Cette théorie belliqueuse est radicalement incompatible avec les principes républicains des Français. En effet, la France n’est pas une Nation "occidentale". Elle est une nation universaliste. Les droits de l’Homme et les principes énoncés par la République depuis la Révolution française, "liberté, égalité, fraternité", ont une vocation universelle. L’idée laïque s’oppose aussi frontalement à l’idée de "civilisations" définies par des religions et par « l’assignation à résidence ethnique » des citoyens en fonction de leurs convictions religieuses ou philosophiques. J’ai déjà expliqué tout cela dans mon livre publié en réplique au discours de Nicolas Sarkozy, chanoine de Latran en 2008. Je n’ai pas changé d’analyse.

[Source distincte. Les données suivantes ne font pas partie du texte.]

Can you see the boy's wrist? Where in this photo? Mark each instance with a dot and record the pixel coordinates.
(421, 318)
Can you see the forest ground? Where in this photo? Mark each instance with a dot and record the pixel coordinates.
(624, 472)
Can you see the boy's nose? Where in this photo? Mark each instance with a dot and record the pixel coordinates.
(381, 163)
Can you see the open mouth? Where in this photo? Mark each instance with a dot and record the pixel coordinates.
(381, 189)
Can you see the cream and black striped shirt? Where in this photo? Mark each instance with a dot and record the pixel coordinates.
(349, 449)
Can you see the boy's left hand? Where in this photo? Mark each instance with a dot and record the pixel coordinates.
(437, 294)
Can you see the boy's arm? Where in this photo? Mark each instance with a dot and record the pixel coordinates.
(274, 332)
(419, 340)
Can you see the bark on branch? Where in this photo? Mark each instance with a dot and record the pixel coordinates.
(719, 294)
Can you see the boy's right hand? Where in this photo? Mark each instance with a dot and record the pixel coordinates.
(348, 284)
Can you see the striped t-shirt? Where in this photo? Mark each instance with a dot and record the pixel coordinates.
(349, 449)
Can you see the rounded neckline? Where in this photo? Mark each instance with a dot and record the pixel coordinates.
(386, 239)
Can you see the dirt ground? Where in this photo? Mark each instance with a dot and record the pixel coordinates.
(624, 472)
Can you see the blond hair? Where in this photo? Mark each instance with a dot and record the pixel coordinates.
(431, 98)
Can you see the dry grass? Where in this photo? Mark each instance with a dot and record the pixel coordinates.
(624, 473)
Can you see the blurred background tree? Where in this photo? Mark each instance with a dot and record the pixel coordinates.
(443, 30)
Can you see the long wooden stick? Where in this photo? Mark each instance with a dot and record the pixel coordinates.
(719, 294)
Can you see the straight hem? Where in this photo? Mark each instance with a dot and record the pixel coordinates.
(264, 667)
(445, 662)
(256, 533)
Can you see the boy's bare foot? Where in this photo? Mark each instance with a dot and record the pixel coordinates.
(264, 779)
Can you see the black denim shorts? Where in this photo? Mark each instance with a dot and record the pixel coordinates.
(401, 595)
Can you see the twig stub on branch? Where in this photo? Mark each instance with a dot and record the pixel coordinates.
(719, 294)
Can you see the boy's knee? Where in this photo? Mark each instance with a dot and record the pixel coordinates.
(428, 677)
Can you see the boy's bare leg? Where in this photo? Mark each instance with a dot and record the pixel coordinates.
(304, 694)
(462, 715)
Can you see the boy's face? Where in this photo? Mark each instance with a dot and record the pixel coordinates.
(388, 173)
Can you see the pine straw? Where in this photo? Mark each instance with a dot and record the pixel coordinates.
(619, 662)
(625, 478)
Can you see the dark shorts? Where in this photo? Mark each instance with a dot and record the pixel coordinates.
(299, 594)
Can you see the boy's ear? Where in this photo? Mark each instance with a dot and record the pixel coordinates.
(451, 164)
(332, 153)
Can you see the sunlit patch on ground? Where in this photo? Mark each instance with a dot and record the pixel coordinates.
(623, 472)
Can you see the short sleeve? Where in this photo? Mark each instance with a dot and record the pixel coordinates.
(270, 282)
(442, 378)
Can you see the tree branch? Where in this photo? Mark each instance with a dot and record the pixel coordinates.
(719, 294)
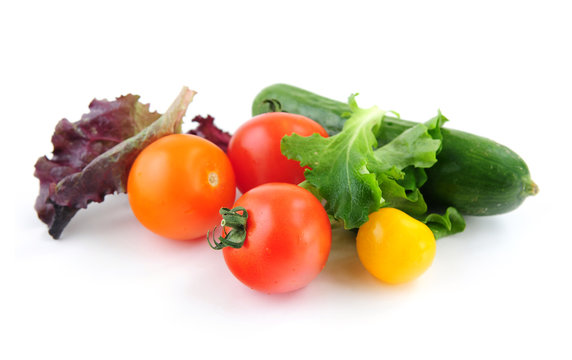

J’ai encore eu l’occasion d’en parler aux Estivales du Front de Gauche lors de l’atelier sur l’OTAN auquel je participais. Car l’idée selon laquelle il y aurait un "ennemi intérieur" a des conséquences stratégiques radicales. Elle entraine une confusion entre les tâches militaires de Défense et les tâches de sécurité intérieure, entre les missions de l’armée et celles de la police et du renseignement. S’il y a un "ennemi intérieur" alors c’est que nous sommes en guerre. Et si nous sommes en guerre, alors c’est l’armée qui doit être mobilisée. Et pour pousser la logique jusqu’à l’absurde, ce sont les tribunaux militaires qui devraient être compétents, comme aux Etats-Unis. Cette dérive policière de la doctrine militaire doit être combattue absolument. Il en va de la fidélité aux principes républicains et laïques. L’indépendance de la France au plan géopolitique est également concernée dans le contexte. Car, bien sûr, le conditionnement psychologique que travaille ce discours forme un tout avec le reste de la préparation au grand marché transatlantique, à la stratégie militaire qui l’accompagne, à la normalisation qu’il exige. Valls n’est pas un épiphénomène.